Deixando os olhos colados,

Preso na sensação de náusea.

O mundo comprime e oprime,

Engolido por canibais famintos,

Expelido em vômito que agride,

Inundando a boca de famintos.

Os dentes afiados mordem,

Rasgando carnes putrefatas,

E os que tem pé ainda correm,

Sangrando as solas descarnadas.

A fé escapa entre falanges abertas,

E na musculatura espasmódica,

Sente-se a gangrena que acelera,

Diluindo tecidos de forma aleatória.

Na fala de gemidos sofridos,

Sufocados pelo refluxo,

Que acidula a garganta do aflito,

No sufocante fim do mundo.

Arrastando-se por entre lesmas,

Que são chorumes cadavéricos,

No deslizar de poças indefesas,

Formando lagos de corpos velhos.

Vemos a fumaça do fogo fátuo,

Azulando catacumbas decompostas,

Dando um fim à fossa dos nossos atos,

Aplaca a fome de vermes que vão à forra.

Bebendo de pulsos rasgados,

Como vampiros decrépitos,

Com lâmina de metal enferrujado,

Mutilando a esperança dos inválidos.

No despertar das fúrias,

A sedução da tragédia,

Que avermelha a lua,

Rindo da nossa miséria.

Com árvores repletas de morcegos,

Que despencam feito frutos podres,

Encharcando o solo de um medo,

Compondo um tapete de dissabores.

Sob a supervisão de gatos negros,

Que são apenas sombras de felinos,

Daqueles maltratados em segredo,

Estripados por um doentio sadismo.

Enquanto as corujas atentas,

Viram a cabeça para nada escapar,

Acolhidas pela floresta densa,

Que não deixa o raio solar penetrar.

Pelo esgoto a realidade escoa,

Tragados pelo ralo do diabo,

Que tritura os restos da pessoa,

Expurgado o paraíso dos coitados.

Anjos com asas podadas,

Despencam dos céus em chamas,

O impacto das quedas estala,

Trovões que o apocalipse proclama.

Bolas de fogo exterminam aves,

Escarradas por um universo indigesto,

Fazendo com que igrejas arrebentassem,

O Céu resolve mudar e se tornar Inferno.

O pânico das encruzilhadas,

Com cabeças de porcos decapitados,

Bruxas ainda são guilhotinadas,

Homens imploram por um fim rápido.

As serpentes beijam as bocas magras,

Envenenando a vítima paralisada,

Engolida por criar sua própria desgraça,

Acolhida pelo ventre que a consagra.

Afundamos no lodo da consciência,

Com viscosidade que faz afogar,

Não existindo nenhuma divina clemência,

Que possa resgatar o moribundo a chorar.

Cada criança vomitada na vida,

Por vaginas reprodutoras de desolados,

Cresce contaminada pela sina,

Dos trazidos ao local dos desafortunados.

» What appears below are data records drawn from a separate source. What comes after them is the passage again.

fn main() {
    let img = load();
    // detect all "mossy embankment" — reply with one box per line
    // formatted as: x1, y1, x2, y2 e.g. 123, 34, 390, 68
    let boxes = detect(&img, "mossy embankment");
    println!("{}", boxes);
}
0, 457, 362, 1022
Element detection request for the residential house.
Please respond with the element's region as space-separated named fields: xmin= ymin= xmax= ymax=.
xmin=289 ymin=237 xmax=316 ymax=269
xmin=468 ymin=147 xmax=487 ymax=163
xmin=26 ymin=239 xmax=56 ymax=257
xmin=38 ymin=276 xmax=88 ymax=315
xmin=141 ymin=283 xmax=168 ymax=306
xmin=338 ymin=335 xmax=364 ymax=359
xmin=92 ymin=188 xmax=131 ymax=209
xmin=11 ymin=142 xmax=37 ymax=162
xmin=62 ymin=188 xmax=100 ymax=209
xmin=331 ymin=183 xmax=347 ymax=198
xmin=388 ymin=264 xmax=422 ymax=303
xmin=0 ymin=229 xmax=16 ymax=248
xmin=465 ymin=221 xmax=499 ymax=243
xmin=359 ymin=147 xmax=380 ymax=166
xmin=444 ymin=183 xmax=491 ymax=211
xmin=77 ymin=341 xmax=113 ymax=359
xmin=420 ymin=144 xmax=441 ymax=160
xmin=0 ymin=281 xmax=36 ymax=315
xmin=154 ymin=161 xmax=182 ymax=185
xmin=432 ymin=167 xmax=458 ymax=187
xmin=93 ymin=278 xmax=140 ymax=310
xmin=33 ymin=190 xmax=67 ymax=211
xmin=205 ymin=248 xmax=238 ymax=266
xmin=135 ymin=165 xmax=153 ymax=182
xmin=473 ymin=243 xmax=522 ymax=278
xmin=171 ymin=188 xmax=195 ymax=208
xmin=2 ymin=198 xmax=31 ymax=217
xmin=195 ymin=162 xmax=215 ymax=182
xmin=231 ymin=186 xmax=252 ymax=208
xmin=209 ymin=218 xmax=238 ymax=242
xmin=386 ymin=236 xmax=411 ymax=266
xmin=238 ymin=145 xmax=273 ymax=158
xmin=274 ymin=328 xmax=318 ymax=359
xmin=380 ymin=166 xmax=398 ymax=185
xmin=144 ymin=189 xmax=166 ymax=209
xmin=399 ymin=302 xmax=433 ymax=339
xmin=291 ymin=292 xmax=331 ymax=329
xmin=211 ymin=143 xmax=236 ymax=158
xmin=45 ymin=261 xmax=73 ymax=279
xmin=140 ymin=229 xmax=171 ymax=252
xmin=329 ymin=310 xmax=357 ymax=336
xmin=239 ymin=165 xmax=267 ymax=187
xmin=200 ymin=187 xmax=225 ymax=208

Cabeças decepadas parecem ver,

Seus próprios corpos decapitados,

Como se pudessem de novo obter,

A junção daquilo que foi separado.

As forcas ainda pedem as cabeças,

Mas continuam com seus nós apertados,

Suspensos, esperando quem os conceda,

Oportunidades para enlaçar os enforcados.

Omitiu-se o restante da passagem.